Adab pokok dalam berdialog antara lain:
- Ikhlas. Hendaknya kedua pihak menyingkirkan ego dan fanatisme masing-masing yang sempit. Logikanya, orang yang terlalu fanatik terhadap kelompok, golongan, mahzab, atau pemikiran tertentu, tidak akan menerima pendapat orang lain dengan lapang dada. Orang seperti ini hanya mau menerima bila pendapatnya pun diterima. Tujuan utama dari sebuah dialog adalah mencari kebenaran. Dengan demikian, sikap ikhlas mutlak diperlukan. Hati yang ikhlas akan menghasilkan keputusan dan hasil akhir yang lebih baik.
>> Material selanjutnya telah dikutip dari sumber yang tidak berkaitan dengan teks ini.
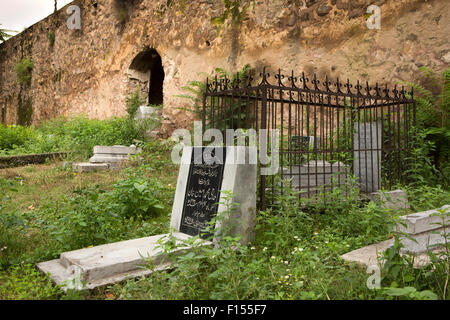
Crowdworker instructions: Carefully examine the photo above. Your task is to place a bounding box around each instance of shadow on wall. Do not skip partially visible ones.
[128,49,165,105]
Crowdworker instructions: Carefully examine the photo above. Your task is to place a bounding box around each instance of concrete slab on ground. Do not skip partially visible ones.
[37,232,212,290]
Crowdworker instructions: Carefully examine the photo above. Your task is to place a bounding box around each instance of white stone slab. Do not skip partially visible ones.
[37,233,212,290]
[397,205,450,235]
[341,239,442,268]
[72,162,110,172]
[94,146,139,155]
[342,205,450,267]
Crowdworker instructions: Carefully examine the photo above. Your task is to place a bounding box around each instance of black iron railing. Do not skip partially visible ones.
[202,68,415,209]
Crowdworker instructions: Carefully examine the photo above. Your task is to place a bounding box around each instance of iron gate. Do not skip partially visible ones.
[202,68,415,210]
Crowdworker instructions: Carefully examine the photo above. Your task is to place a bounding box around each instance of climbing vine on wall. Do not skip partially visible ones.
[211,0,250,33]
[14,58,33,87]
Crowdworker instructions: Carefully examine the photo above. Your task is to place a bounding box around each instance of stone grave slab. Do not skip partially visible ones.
[37,232,211,290]
[37,147,257,290]
[341,205,450,267]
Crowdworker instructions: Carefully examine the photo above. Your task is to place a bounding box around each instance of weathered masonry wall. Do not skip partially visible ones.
[0,0,450,134]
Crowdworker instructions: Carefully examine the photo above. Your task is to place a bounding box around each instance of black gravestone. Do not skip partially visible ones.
[180,147,226,239]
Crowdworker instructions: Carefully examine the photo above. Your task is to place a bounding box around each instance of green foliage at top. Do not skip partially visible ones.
[177,64,251,129]
[14,58,34,86]
[211,0,249,33]
[403,67,450,186]
[0,24,17,43]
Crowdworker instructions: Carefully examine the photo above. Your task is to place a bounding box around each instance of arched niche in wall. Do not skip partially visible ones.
[128,49,165,105]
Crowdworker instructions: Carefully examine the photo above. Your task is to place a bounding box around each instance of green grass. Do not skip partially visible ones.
[0,128,450,300]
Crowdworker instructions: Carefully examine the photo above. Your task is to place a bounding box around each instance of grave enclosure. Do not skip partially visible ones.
[37,147,257,290]
[202,68,416,209]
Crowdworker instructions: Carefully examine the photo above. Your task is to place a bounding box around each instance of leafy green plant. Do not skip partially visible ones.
[0,264,62,300]
[0,24,17,43]
[403,67,450,180]
[105,166,164,218]
[14,58,34,87]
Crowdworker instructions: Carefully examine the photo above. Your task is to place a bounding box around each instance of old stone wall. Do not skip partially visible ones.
[0,0,450,134]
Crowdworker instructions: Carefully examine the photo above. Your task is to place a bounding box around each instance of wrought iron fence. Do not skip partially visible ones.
[202,68,415,209]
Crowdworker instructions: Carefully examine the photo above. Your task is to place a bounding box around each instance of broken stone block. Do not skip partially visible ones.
[89,146,142,167]
[396,205,450,253]
[37,232,212,290]
[72,162,110,173]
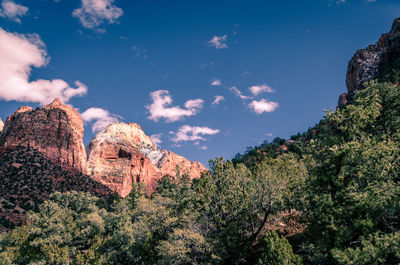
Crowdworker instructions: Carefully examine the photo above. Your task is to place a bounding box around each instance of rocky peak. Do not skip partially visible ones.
[15,106,33,113]
[0,99,86,173]
[87,123,206,197]
[339,18,400,105]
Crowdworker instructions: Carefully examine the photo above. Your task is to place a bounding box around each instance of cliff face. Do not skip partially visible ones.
[339,18,400,105]
[87,123,206,197]
[0,99,86,173]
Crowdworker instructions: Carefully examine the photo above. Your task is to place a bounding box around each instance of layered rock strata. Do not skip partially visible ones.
[87,123,206,197]
[0,98,86,173]
[339,18,400,106]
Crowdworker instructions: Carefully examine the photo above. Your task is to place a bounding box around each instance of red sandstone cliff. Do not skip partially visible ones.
[339,18,400,106]
[0,98,86,173]
[87,123,206,197]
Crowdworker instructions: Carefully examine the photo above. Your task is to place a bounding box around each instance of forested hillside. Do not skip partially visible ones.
[0,69,400,264]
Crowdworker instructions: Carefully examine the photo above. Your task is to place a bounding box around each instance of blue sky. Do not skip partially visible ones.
[0,0,400,164]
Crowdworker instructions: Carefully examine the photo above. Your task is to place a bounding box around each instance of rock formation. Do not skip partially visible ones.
[87,123,206,197]
[339,18,400,105]
[0,99,86,173]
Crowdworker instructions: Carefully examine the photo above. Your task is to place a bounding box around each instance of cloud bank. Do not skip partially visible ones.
[81,108,121,133]
[211,95,225,105]
[146,90,203,122]
[248,99,279,114]
[208,34,229,49]
[170,125,220,143]
[0,28,87,105]
[72,0,123,29]
[0,0,28,23]
[249,84,274,96]
[211,79,222,86]
[230,86,251,99]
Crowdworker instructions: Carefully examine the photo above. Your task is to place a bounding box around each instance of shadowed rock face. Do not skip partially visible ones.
[0,146,114,233]
[87,123,206,197]
[339,18,400,102]
[0,99,86,173]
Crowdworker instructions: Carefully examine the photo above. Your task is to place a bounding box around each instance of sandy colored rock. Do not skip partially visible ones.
[0,98,86,173]
[87,123,206,197]
[339,18,400,102]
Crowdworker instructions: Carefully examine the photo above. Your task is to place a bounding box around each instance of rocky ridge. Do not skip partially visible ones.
[87,123,206,197]
[0,98,86,173]
[339,18,400,106]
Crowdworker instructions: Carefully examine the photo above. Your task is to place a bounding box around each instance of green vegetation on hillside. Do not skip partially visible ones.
[0,76,400,264]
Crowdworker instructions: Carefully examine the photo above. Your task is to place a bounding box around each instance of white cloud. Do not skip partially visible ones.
[248,99,279,114]
[212,95,225,105]
[249,84,274,96]
[146,90,203,122]
[211,79,222,86]
[132,46,149,60]
[72,0,123,29]
[208,34,229,49]
[185,98,203,110]
[170,125,220,142]
[0,28,87,105]
[81,108,121,133]
[150,133,162,146]
[230,86,251,99]
[0,0,28,23]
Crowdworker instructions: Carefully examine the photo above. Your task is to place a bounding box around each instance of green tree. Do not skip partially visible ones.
[257,231,302,265]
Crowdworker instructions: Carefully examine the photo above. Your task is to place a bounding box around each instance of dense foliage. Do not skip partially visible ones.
[0,76,400,264]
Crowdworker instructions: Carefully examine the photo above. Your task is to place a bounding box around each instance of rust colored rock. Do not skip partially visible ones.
[338,93,347,108]
[346,18,400,95]
[0,98,86,173]
[87,123,206,197]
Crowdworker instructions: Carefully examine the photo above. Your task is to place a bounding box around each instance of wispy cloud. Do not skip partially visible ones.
[212,95,225,105]
[248,99,279,114]
[249,84,274,96]
[81,108,122,133]
[0,28,87,105]
[170,125,220,143]
[72,0,123,29]
[150,133,162,146]
[208,34,229,49]
[146,90,203,122]
[230,86,251,99]
[211,79,222,86]
[132,46,149,60]
[0,0,28,23]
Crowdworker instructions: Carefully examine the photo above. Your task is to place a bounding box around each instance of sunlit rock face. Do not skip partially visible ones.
[87,123,206,197]
[0,98,86,173]
[339,18,400,105]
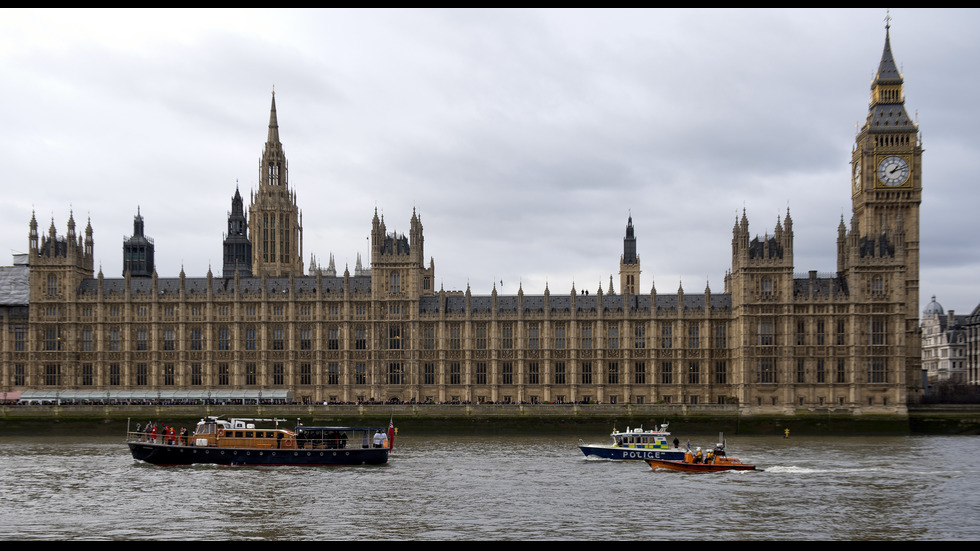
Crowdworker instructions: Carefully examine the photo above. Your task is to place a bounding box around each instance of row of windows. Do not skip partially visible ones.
[12,358,888,386]
[5,316,889,352]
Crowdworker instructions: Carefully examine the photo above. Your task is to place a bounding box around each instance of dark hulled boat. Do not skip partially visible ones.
[126,417,395,466]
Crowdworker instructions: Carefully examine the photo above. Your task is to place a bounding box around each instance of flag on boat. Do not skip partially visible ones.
[388,418,395,451]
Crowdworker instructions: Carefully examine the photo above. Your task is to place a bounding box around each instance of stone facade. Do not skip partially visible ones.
[0,30,922,413]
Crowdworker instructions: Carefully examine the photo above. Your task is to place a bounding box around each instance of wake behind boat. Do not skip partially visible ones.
[579,423,684,461]
[126,417,396,465]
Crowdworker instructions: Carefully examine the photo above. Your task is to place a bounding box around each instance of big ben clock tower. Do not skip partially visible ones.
[847,17,922,402]
[851,20,922,272]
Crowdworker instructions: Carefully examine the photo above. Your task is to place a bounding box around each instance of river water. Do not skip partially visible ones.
[0,431,980,541]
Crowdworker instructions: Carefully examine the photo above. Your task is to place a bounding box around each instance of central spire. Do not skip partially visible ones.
[248,90,303,277]
[265,90,282,154]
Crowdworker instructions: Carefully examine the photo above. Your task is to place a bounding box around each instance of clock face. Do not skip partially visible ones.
[878,156,909,186]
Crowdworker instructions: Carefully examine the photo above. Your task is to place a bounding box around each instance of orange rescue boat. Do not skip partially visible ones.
[646,441,762,473]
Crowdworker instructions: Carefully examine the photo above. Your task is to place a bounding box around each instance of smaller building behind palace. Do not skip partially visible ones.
[0,28,936,412]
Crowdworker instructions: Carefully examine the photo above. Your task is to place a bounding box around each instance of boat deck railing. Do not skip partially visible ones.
[126,431,387,450]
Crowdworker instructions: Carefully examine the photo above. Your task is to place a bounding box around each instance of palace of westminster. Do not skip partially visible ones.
[0,27,923,412]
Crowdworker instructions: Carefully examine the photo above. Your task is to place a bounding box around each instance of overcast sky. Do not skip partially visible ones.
[0,8,980,313]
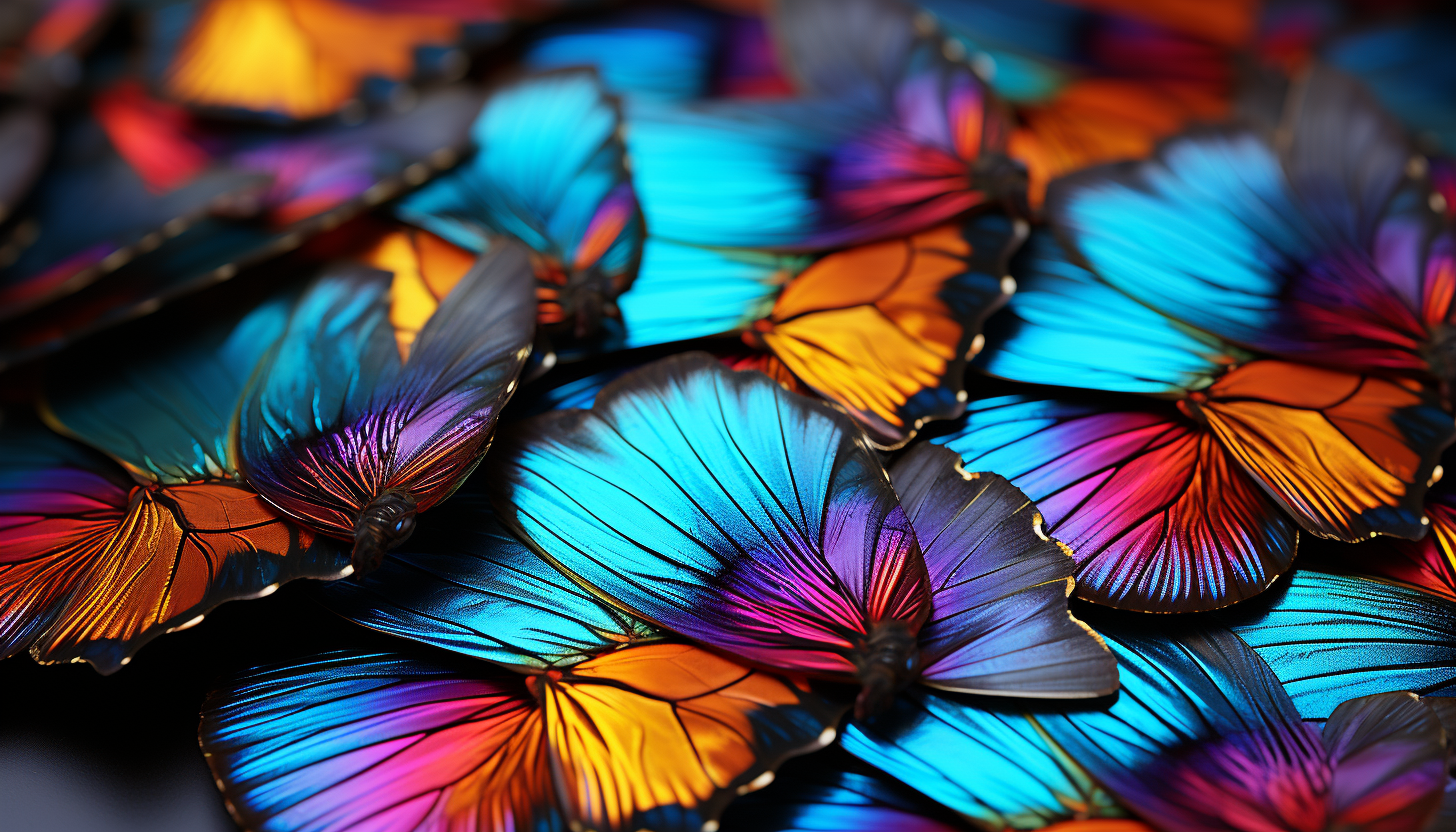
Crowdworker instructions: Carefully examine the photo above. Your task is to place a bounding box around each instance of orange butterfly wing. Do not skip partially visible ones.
[536,644,843,831]
[0,433,348,673]
[361,226,476,361]
[201,644,844,832]
[1185,361,1456,542]
[163,0,460,118]
[744,219,1019,446]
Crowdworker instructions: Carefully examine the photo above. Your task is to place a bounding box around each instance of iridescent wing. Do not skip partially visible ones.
[1037,628,1335,831]
[628,0,1024,257]
[935,393,1297,612]
[0,87,480,364]
[890,444,1117,699]
[1220,571,1456,720]
[919,0,1257,205]
[744,216,1025,447]
[1322,694,1450,829]
[42,291,296,485]
[239,234,534,571]
[976,230,1249,395]
[842,686,1123,829]
[1038,627,1446,831]
[201,644,842,832]
[488,354,929,711]
[322,484,658,670]
[617,236,810,348]
[146,0,474,119]
[397,70,644,337]
[0,425,348,673]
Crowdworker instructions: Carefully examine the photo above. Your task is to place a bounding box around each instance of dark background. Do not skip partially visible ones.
[0,581,383,832]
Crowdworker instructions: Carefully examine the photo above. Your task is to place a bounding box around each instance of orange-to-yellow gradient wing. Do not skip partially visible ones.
[361,226,476,361]
[744,216,1024,446]
[0,428,348,673]
[1187,361,1456,542]
[536,644,843,832]
[201,644,843,832]
[163,0,460,118]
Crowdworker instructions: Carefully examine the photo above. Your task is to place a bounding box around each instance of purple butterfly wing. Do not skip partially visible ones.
[890,444,1117,698]
[935,395,1297,612]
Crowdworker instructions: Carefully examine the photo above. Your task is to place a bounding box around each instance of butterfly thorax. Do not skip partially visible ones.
[351,491,418,576]
[971,153,1031,217]
[531,255,622,338]
[855,619,920,720]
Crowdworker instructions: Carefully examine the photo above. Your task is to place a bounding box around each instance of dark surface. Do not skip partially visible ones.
[0,581,383,832]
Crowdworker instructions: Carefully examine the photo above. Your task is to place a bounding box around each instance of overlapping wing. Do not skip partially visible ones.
[489,354,929,687]
[935,393,1297,612]
[744,216,1025,446]
[890,444,1117,698]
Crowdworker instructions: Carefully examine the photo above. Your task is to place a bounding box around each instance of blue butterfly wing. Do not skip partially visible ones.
[721,749,964,832]
[1047,133,1319,344]
[933,391,1297,612]
[1035,625,1329,829]
[628,101,872,249]
[486,353,926,679]
[617,236,808,348]
[521,7,724,101]
[320,485,654,669]
[45,291,294,484]
[974,230,1246,395]
[239,243,534,547]
[1219,570,1456,720]
[1321,15,1456,154]
[397,70,644,332]
[842,685,1121,829]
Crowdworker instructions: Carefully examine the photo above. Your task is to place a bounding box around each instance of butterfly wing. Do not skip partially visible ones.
[539,644,844,832]
[0,87,480,370]
[44,287,294,484]
[935,395,1297,612]
[617,236,808,348]
[0,427,348,673]
[976,230,1246,395]
[399,70,644,336]
[1190,361,1456,542]
[202,645,842,832]
[239,238,534,553]
[523,7,729,101]
[1324,694,1450,829]
[149,0,462,119]
[322,485,655,669]
[489,354,927,693]
[745,216,1025,446]
[201,653,568,832]
[722,749,962,832]
[776,0,1025,248]
[1037,628,1334,831]
[0,108,266,322]
[1220,571,1456,720]
[890,444,1117,698]
[842,686,1121,829]
[1310,487,1456,602]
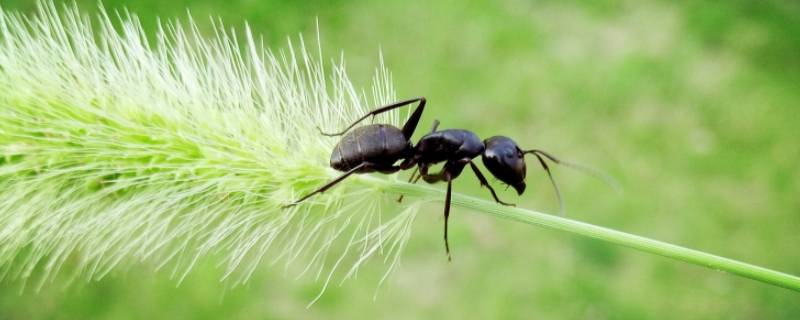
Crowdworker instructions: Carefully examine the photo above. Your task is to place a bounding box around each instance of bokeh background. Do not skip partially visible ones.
[0,0,800,319]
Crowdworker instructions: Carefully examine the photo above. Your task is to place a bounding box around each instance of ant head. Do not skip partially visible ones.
[482,136,526,195]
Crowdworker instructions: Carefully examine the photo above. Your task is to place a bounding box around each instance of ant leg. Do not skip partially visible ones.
[397,168,422,203]
[431,119,439,133]
[317,97,425,138]
[444,177,453,261]
[283,162,400,208]
[469,161,514,207]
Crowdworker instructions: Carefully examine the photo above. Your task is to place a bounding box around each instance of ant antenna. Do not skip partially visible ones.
[524,149,622,193]
[522,149,564,216]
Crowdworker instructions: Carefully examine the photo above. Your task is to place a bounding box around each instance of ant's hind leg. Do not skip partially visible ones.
[444,179,453,261]
[469,161,515,207]
[317,97,425,138]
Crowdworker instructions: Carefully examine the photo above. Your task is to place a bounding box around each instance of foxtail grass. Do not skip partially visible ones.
[0,2,800,300]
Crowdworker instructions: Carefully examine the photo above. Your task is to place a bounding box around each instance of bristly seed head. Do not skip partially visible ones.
[0,2,416,298]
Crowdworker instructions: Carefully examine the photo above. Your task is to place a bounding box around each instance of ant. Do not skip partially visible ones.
[285,97,600,260]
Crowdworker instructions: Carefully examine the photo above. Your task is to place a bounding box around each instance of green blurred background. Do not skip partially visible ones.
[0,0,800,319]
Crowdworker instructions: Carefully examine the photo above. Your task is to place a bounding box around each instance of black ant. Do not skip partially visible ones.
[286,97,604,260]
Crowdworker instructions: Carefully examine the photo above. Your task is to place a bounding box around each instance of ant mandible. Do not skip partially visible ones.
[286,97,580,260]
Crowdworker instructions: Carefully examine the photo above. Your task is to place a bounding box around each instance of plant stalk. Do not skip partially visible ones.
[362,176,800,292]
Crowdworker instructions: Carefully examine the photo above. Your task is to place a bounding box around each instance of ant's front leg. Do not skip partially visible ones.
[469,161,516,207]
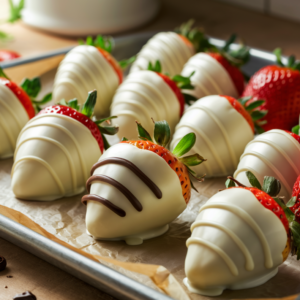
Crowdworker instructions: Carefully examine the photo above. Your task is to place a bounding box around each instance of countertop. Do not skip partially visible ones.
[0,0,300,300]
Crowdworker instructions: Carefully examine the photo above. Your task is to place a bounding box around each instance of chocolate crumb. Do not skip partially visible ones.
[13,291,36,300]
[0,256,7,272]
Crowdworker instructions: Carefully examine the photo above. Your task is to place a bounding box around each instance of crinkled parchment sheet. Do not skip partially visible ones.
[0,159,300,299]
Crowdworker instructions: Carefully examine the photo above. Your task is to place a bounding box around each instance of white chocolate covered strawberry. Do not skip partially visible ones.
[53,36,132,117]
[170,95,262,177]
[184,172,300,296]
[181,35,249,99]
[111,61,195,139]
[82,121,204,245]
[234,129,300,200]
[11,91,117,201]
[0,68,51,159]
[130,20,207,76]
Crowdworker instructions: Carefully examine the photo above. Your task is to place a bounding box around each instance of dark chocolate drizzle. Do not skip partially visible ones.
[81,195,126,217]
[91,157,162,199]
[81,157,162,217]
[86,175,143,211]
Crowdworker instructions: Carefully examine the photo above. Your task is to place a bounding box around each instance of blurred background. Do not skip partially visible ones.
[0,0,300,58]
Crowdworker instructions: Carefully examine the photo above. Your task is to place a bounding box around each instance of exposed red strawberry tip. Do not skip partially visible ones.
[39,105,104,153]
[0,77,35,119]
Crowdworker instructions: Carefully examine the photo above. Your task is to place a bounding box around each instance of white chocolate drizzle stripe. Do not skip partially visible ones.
[186,237,239,276]
[15,136,77,191]
[11,155,65,196]
[199,203,273,269]
[191,221,254,271]
[245,137,300,176]
[0,94,23,130]
[15,114,89,178]
[176,123,229,174]
[194,106,238,166]
[237,151,290,194]
[0,111,16,149]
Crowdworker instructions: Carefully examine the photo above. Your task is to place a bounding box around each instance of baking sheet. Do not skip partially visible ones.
[0,32,300,299]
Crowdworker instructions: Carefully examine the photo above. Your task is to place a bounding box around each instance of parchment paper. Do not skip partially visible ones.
[0,58,300,300]
[0,159,300,300]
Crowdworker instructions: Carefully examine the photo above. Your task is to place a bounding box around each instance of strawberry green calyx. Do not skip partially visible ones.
[238,96,268,133]
[20,77,52,112]
[78,35,114,53]
[225,171,300,260]
[78,35,136,70]
[273,48,300,71]
[126,121,206,191]
[147,60,197,105]
[175,19,215,52]
[58,90,119,150]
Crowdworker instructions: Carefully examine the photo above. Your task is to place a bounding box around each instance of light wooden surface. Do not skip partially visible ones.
[0,0,300,300]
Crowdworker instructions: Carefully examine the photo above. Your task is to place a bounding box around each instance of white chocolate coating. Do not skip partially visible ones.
[130,32,195,76]
[234,129,300,201]
[11,114,101,201]
[185,189,287,296]
[181,53,239,99]
[0,83,29,159]
[170,95,254,177]
[86,143,186,244]
[53,45,119,117]
[111,71,180,139]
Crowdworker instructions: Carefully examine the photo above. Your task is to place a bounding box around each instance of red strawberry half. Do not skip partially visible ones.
[0,68,52,119]
[243,49,300,130]
[39,90,118,153]
[225,171,300,260]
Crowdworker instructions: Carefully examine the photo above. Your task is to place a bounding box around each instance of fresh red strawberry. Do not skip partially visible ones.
[0,49,21,61]
[290,176,300,224]
[0,68,52,119]
[243,49,300,130]
[122,121,205,203]
[225,171,300,260]
[207,52,245,95]
[39,90,118,153]
[79,35,135,84]
[148,60,197,116]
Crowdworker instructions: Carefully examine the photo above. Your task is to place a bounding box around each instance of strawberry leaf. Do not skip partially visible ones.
[172,132,196,157]
[136,121,153,142]
[262,176,281,197]
[81,90,97,118]
[0,67,10,80]
[179,153,206,167]
[246,171,261,190]
[225,178,236,189]
[292,125,300,135]
[286,197,297,207]
[154,121,171,147]
[20,77,41,98]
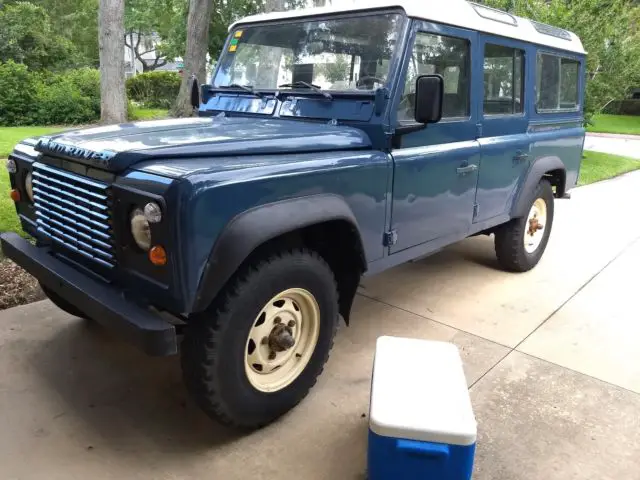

- Mempunyai dalil atau dasar yang kuat. Dengan dalil yang kuat, seseorang akan memertahankan pendapatnya dengan penuh keyakinan. Dalil dapat digolongkan menjadi dua, yaitu dalil aqli (logika) yang kuat dan dalil naqli (Al-Qur’an dan Hadits) yang benar. Dalam berdialog, seseorang peserta dialog dituntut dapat menjelaskan letak keabsahan dalil yang ia gunakan.
- Menyepakati hal-hal yang sudah jelas. Hal-hal yang sudah prinsipil hendaknya tidak usah didiskusikan lagi. Penciptaan Allah, rukun shalat, keberadaan nabi Muhammad SAW sebagai seorang utusan Allah, dan lain sebagainya merupakan pertanyaan yang tidak perlu didiskusikan lagi karena sudah jelas bagi kita. Hal ini sudah ditetapkan oleh Allah, tidak dapat diubah-ubah lagi. Kita hanya perlu menerima dan menjalankannya saja. Sebaliknya, hal-hal yang masih bersifat kabur dapat didiskusikan. Permasalahan jilbab, hukum hijab, macam-macam do’a iftitah, bacaan tasyahud dan masalah lain dalam kitab fiqih merupakan tema yang terbuka untuk diperdebatkan.
- Kebenaran suatu pendapat adalah nisbi (relatif/tidak mutlak). Pendapat seorang itu tidaklah mesti benar seratus persen. Janganlah kita menyombongkan diri dengan pendapat yang kita lontarkan dengan meremehkan pendapat orang lain. Terkait dengan hal ini, Ibnu Qudamah menulis didalam al-Mughni: ”Orang-orang yang berilmu tidak akan memusuhi orang yang berlainan pendapat dengannya dalam masalah-masalah yang dapat diperdebatkan.”
- Berdiskusi dengan orang yang dianggap akan dapat memberinya manfaat. Jangan sekali-kali mencari lawan dialog yang bodoh, bebal, serta keras kepala karena dampak negatifnya lebih besar dibandingkan dengan manfaatnya. Kaum munafik dan musuh Islam selalu mengajak dialog orang-orang yang bodoh dan bebal dalam masalah agama sehingga jika lawan debatnya kalah, mereka pun mudah mengikutinya. tingkat keilmuan keagamaan mutlak diperlukan dalam sebuah dialog agama.
- Melakukan dialog dengan baik dan sopan. Kesopanan merupakan etika yang harus selalu dipelihara. Dalam kitab Ihya’nya, Abu Hamid al-Ghazali mengingatkan: ”Kalian hanya mengajaknya berdialog. Maka jangan sekali-kali menyinggung masalah pribadinya, kedudukannya ataupun ahlaknya. Tetaplah pada masalah yang diperdebatkan.”
Jelas bahwa disini terkandung pokok-pokok kesopanan dengan menghormati lawan bicara dengan baik dan sungguh-sungguh.
Berbagai persoalan agama dan kemasyarakatan memang akan terus menerus berlangsung. Melalui dialog, kita bisa mengarahkan akal manusia yang pada dasarnya suci kepada Allah Swt. karena tujuan terbesar dialog adalah mendapat hidayah dan pertolongan Allah. Dialog merupakan salah satu cara yang diridhai Allah Swt. untuk menyampaikan kebenaran. Di satu sisi, kita juga harus memperbanyak istighfar jika menemukan keraguan-keraguan dalam satu masalah. Dengan memperhatikan adab dan syarat dalam berdiskusi, spirit mahabbah fillah (cinta karena Allah) dan ta’awun (kerja sama) untuk mencapai kebenaran akan terealisasi. Dengan begitu akan tercipta suasana yang lebih baik. Dengan berdiskusi atau musyawarah mufakat, kita akan menemukan solusi terbaik dalam menghadapi masalah yang timbul. Wallahu a’lam.